Sprint Tops User Gains, Sales Estimates in Turnaround Push

  • Preliminary adjusted earnings in line with projections
  • Claure attracts customers with discounts, ad campaign

Sprint Corp. reported preliminary subscriber gains and revenue that surpassed analysts’ estimates, signs that Chief Executive Officer Marcelo Claure’s turnaround plan is gaining steam.

The wireless carrier added 344,000 monthly subscribers in the fiscal second quarter, according to a filing Tuesday, compared with the average projection of 246,000. Revenue of $8.25 billion beat the $7.98 billion average of estimates compiled by Bloomberg.

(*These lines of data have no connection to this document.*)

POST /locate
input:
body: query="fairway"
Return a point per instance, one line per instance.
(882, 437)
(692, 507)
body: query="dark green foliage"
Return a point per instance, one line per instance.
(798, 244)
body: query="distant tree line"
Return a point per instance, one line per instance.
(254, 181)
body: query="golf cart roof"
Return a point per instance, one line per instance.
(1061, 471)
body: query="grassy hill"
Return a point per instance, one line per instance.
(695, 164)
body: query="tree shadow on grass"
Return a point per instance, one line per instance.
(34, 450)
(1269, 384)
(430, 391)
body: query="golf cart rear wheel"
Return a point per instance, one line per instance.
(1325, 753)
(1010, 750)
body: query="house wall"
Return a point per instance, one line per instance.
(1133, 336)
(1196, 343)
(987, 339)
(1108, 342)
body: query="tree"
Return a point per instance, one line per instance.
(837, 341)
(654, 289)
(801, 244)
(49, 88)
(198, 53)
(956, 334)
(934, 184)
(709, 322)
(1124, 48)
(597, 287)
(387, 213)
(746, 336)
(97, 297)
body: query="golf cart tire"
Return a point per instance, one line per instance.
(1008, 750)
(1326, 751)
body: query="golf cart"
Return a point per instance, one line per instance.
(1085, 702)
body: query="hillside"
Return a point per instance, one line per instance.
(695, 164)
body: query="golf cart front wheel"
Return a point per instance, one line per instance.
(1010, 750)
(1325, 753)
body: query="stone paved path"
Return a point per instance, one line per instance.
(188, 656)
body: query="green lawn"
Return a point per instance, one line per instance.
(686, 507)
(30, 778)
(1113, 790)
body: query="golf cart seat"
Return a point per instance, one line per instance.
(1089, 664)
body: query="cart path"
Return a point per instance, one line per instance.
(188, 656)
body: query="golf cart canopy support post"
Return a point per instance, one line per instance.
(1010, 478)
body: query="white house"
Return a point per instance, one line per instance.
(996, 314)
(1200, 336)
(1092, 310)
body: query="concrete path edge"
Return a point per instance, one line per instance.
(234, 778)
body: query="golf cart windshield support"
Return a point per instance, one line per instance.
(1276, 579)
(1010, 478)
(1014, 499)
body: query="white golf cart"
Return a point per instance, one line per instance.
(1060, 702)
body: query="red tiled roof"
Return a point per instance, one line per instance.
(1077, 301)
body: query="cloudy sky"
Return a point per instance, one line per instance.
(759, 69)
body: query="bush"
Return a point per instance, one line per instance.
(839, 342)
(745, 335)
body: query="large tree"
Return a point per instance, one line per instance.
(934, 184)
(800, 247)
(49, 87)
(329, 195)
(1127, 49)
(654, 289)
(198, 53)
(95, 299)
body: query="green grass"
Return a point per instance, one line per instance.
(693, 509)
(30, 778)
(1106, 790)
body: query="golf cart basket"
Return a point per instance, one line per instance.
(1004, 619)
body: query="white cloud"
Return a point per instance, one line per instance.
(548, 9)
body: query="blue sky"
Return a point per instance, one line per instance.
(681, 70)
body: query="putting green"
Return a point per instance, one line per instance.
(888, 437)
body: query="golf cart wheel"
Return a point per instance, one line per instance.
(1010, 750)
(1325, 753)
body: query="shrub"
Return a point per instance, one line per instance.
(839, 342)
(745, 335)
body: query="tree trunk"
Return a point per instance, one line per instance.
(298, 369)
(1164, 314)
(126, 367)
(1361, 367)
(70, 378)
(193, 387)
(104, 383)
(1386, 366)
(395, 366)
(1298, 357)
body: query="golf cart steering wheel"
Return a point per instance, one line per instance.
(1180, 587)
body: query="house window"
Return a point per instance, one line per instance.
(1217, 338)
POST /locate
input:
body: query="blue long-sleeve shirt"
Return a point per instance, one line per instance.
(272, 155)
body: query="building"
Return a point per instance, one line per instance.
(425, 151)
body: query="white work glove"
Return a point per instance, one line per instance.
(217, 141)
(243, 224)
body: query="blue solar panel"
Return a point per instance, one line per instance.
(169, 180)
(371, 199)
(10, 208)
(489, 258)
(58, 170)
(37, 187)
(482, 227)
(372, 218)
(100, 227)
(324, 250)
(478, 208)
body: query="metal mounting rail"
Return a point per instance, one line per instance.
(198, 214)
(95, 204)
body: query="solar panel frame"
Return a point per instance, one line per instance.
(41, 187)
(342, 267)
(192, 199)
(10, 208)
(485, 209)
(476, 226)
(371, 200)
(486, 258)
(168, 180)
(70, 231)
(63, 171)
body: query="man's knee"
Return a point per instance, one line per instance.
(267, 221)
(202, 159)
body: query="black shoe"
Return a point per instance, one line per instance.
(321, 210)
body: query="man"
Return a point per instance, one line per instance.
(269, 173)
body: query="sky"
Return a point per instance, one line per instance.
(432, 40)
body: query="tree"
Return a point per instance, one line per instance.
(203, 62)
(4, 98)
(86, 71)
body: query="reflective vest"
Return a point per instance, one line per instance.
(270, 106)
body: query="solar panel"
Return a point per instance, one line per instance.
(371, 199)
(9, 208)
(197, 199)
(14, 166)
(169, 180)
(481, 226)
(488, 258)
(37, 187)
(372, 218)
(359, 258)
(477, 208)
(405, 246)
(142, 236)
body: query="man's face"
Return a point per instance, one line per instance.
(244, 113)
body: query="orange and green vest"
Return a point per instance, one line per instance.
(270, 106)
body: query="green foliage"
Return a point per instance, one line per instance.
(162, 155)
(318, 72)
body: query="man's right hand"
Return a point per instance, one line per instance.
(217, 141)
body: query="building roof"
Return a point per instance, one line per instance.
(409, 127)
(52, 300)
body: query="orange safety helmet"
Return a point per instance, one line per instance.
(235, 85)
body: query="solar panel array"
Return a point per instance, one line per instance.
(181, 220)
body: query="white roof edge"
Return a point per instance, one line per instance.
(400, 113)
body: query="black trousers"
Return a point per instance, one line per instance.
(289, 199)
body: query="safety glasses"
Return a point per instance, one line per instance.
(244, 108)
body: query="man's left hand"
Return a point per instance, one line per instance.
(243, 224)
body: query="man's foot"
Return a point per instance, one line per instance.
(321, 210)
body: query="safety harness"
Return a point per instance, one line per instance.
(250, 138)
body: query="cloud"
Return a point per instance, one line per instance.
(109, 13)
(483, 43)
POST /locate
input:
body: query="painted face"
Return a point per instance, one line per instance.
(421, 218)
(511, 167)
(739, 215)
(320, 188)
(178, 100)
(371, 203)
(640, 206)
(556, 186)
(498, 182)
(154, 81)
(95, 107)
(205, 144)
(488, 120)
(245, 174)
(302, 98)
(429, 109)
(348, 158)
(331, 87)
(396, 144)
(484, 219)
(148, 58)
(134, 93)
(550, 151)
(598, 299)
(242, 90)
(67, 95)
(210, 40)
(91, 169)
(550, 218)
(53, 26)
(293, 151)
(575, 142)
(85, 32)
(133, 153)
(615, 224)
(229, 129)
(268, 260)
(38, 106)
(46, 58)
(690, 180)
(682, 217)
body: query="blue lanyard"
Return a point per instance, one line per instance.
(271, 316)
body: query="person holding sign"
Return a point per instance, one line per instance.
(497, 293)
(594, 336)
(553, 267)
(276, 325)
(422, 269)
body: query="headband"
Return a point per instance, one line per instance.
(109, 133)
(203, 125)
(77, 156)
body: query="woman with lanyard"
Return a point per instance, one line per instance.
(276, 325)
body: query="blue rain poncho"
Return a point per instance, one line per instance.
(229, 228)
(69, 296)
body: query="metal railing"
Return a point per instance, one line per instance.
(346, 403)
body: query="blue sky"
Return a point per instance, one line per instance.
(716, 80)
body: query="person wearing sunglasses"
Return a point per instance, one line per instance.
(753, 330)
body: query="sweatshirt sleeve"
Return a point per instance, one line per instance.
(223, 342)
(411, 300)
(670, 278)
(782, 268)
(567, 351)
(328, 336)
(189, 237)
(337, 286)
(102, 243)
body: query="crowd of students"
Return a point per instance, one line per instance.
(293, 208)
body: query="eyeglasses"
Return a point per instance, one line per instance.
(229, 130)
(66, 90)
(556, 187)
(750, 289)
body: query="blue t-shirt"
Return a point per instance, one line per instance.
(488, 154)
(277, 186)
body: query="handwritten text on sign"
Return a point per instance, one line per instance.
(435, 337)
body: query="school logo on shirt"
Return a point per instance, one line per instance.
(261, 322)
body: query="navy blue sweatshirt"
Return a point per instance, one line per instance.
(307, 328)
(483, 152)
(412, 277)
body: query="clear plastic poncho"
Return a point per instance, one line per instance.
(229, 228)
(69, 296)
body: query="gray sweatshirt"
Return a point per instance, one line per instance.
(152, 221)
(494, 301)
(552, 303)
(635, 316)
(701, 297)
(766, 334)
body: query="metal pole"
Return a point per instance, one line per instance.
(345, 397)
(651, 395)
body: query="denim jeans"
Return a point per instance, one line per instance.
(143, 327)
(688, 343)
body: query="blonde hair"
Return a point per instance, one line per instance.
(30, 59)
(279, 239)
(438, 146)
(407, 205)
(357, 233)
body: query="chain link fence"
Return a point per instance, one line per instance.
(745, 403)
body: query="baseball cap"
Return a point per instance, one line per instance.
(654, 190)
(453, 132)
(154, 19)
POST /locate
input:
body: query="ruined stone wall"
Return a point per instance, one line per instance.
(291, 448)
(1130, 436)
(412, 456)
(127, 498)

Claure is using discounts of as much as half off competitors’ plans to win big market share after Sprint fell into fourth place in the U.S. wireless market. The company’s aggressive marketing campaign, which features a former pitchman for rival Verizon Communications Inc. who has switched to Sprint, has resounded with customers looking for better bargains.

Claure has also scaled back on network spending and has put Sprint’s network equipment, phone inventory and airwaves up as collateral for loans. The new sources of cash avert a financial crisis, help lower the company’s interest expenses and give Claure more time to implement his turnaround plan.

After years of user defections, Sprint is gaining momentum on subscriber growth, Jennifer Fritzsche, an analyst with Wells Fargo Securities LLC wrote in a note Tuesday. “Sprint’s value message and improved network experience is beginning to resonate with customers,” she wrote.

With seven years of losses and $37 billion in debt, the company still faces considerable challenges, especially in a slow-growing wireless industry beset by price battles, which have been led by Sprint.

“The turnaround will be real when they can add subscribers without uneconomical pricing and stop underspending on their network,” said Kevin Roe at Roe Equity Research LLC. “Their inability to invest to keep up the network is a reflection of fear not confidence.”

  • Adjusted earnings before interest, tax, depreciation and amortization rose to $2.35 billion, in line with projections.
  • Sprint’s net loss narrowed to $142 million from $585 million a year earlier. Analysts predicted a net loss of $279 million.
  • Adjusted free cash flow of $707 million compared with negative $100 million a year earlier

The stock swung to a loss of as much as 4.1 percent to $6.64 in afternoon trading Tuesday after climbing as much as 3.5 percent to a two-year intraday high earlier. The shares have gained about 50 percent since the company reported fiscal first-quarter earnings in July. Sprint plans to release its full second-quarter results Oct. 25.

“Street expectations had been moving higher, which is likely reflected in recent share performance,” Jefferies LLC analyst Mike McCormack wrote in a note to clients Tuesday. He has an underperform rating on the stock.

Sprint beat analysts’ projections for adjusted free cash flow largely by cutting capital spending, McCormack noted. Network and other capital expenditures of $470 million fell far short of analysts’ $751 million average estimate, he said.

The Overland Park, Kansas-based company is preparing a bond offer that will mortgage a portion of its airwaves. The wireless carrier, which is controlled by SoftBank Group Corp., is hoping to raise $3.5 billion in cash through a sale-and-leaseback of its radio waves. Due to strong demand, the company is limiting its bond offer to one short-term loan instead of adding two longer term notes, as originally planned, according to a person familiar with the situation.